Muhammad Yunus

Sonas Quiet Manifesto

I had a very different view about charity and AID till I heard MIT professor Iqbal Qadir in 2009 presenting how the foreign AID had disempowered so many people in the developing world. The following facts Prof. Qadir presented were shocking –

1. 5 trillion USD were spent by the western donor countries in Africa in the last 2 decades, and the poverty index needle did not move in the right direction.

2. 75% of the population of the world lived in developing countries.

3. The wealth inequality was so huge that 162 families owned more than half the population in the world.

Prof Qadir introduced the idea that the development should be – of the people, by the people, for the people.

This was the start of my quest for finding more about the topic I knew very little about. Through Prof Qadir, I was introduced to the Nobel prize laureate Prof. Muhammad Yunus who pioneered the Social Business model and applied it in Bangladesh to transform the life of 9 million people. It reignited my passion for doing the things that mattered and I became a student of Yunus to learn about this model and wrote a quiet manifesto to follow the path of Social Business.

In 2011, a personal event changed my life further. During a week-long MBA  Study trip to Capetown SA, I along with my classmates met Vicky Ntozini who ran a small B&B business in the middle of a township of Khayelitsha. During her speech, she suggested how the poor did not need sympathy, they needed appreciation.  Through her persistent efforts, she had transformed her neighbourhood into something that was hard to imagine in the middle of a “Shanti town”.  This inspired me further and it started the conversation between us when I returned back to the UK about applying Yunus’s model in her neighbourhood to scale her impact further and we started to develop the Sonas business plan. Nov 2012, she was taken away from the world in a family violence case. She had sacrificed her life to the very same issues she wanted to address in her community. This was the point of no returning back for me but I had no idea how would it shape my future.

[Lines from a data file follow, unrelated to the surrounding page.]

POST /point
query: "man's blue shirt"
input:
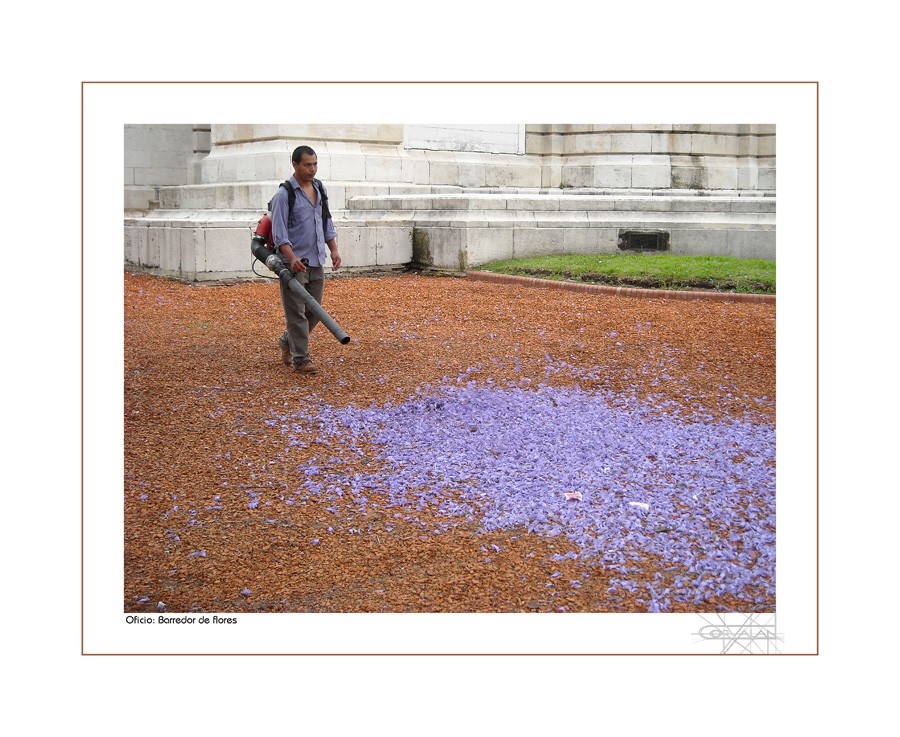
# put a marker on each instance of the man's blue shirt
(305, 232)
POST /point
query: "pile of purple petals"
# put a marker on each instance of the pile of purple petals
(695, 498)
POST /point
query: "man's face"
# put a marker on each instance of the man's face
(305, 169)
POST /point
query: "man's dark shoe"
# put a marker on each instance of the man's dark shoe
(306, 367)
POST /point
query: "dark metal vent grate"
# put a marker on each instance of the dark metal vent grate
(643, 240)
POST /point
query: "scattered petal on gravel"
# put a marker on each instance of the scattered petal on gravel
(463, 419)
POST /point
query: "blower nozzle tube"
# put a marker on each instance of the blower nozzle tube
(261, 252)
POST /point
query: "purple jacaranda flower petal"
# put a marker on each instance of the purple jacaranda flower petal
(693, 505)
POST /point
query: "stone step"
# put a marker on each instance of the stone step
(391, 196)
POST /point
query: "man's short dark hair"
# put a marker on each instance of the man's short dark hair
(299, 151)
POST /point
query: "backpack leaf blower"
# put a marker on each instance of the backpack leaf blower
(262, 253)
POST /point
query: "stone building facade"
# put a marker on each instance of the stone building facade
(452, 197)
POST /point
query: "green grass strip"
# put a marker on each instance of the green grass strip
(649, 270)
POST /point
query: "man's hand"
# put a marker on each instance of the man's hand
(335, 256)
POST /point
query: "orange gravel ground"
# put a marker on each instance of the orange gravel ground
(203, 373)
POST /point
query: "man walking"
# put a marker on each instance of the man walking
(300, 234)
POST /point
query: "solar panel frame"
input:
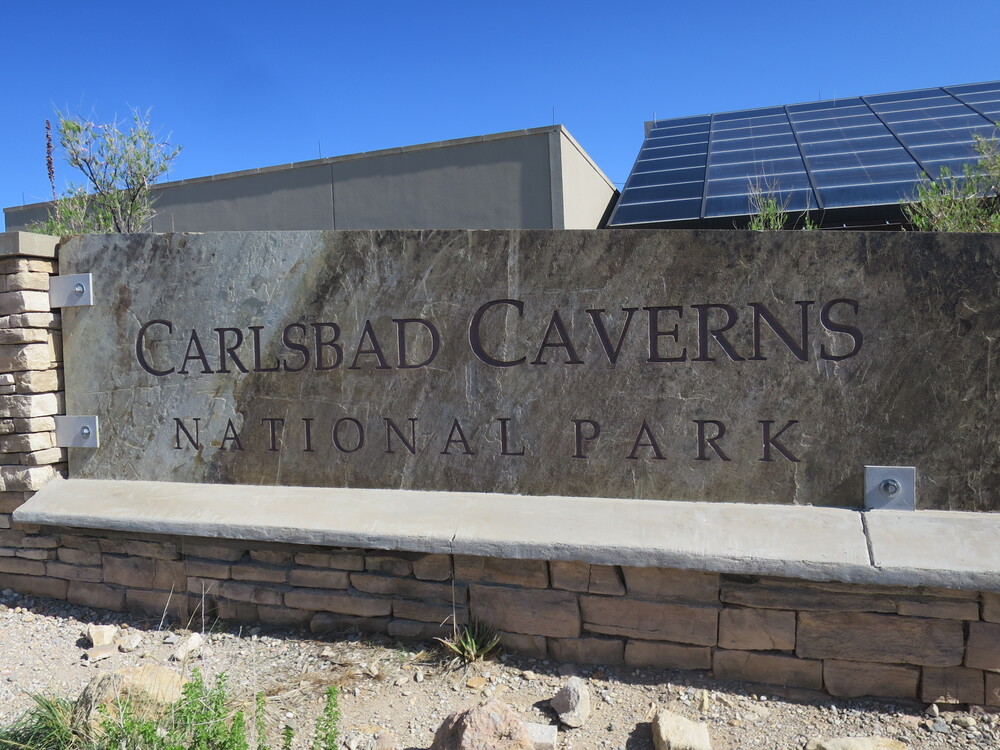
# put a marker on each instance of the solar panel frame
(840, 153)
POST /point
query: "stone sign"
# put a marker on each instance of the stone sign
(668, 365)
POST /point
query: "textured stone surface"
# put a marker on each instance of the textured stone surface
(928, 301)
(880, 638)
(852, 679)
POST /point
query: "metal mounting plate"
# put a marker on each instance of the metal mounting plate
(890, 488)
(72, 290)
(77, 432)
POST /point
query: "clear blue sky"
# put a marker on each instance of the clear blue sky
(250, 84)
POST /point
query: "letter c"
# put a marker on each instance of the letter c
(476, 342)
(138, 347)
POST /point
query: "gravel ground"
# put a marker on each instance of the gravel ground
(408, 689)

2012 –  During a CSR project visit to Cambodia through the corporation I worked at the time, I stayed with a village family and learned further about the challenges caused by poverty. Our host, Siphen Meas, took me to the village and showed how disempowering poverty was, confirming that it was the root cause of so many problems and none of the efforts so far had any sustainable impact in rural Cambodia. So, I thought I  had met Vicky’s spirit once again.

2013 –  Along with a friend,  we left our corporate jobs and moved to live with Siphen’s family in Cambodia. Together, we introduced the Social Business model in her village. The idea was to create an example of success through this model and share it with others to create a network effect. We started with 7 women in the village who thought they had no skills, together, we started to learn about handwoven fabric and launched the Weavers project with an investment of less than $5000 that came from 30 friends. This changed my life forever, as I  saw how talented these 8 women were, the project was self-sustaining within 45 days. This is when I knew how empowering entrepreneurship is when it is combined with the passion and purpose of the people who work together to pursue a well-defined vision.

Siphen now live in Texas with her husband and son, her daughter just finished her PhD from the University of Hawai and her Son is on the way to follow his journey after finishing a business degree. I now live in the village with her brother & his wife, her mother ( 85 years young), her niece Linda Meas & her husband. Linda (who is Vicky and Siphen together) leads all the projects we started subsequently in Cambodia along with our team that has grown since 2013.

I know that our work has just begun, same as how Yunus’s work began nearly 40 years ago, I may not be around when the real impact is experienced in these villages, Afterall, who would expect a forest to be visible in short 8 years. I am so grateful to have found the purpose and so can anyone else.

 

 

 

References

The Elusive Quest for Growth, Economists’ Adventures and Misadventures in the Tropics, William Eastrley, Professor tt NYU and former researcher at the World Bank.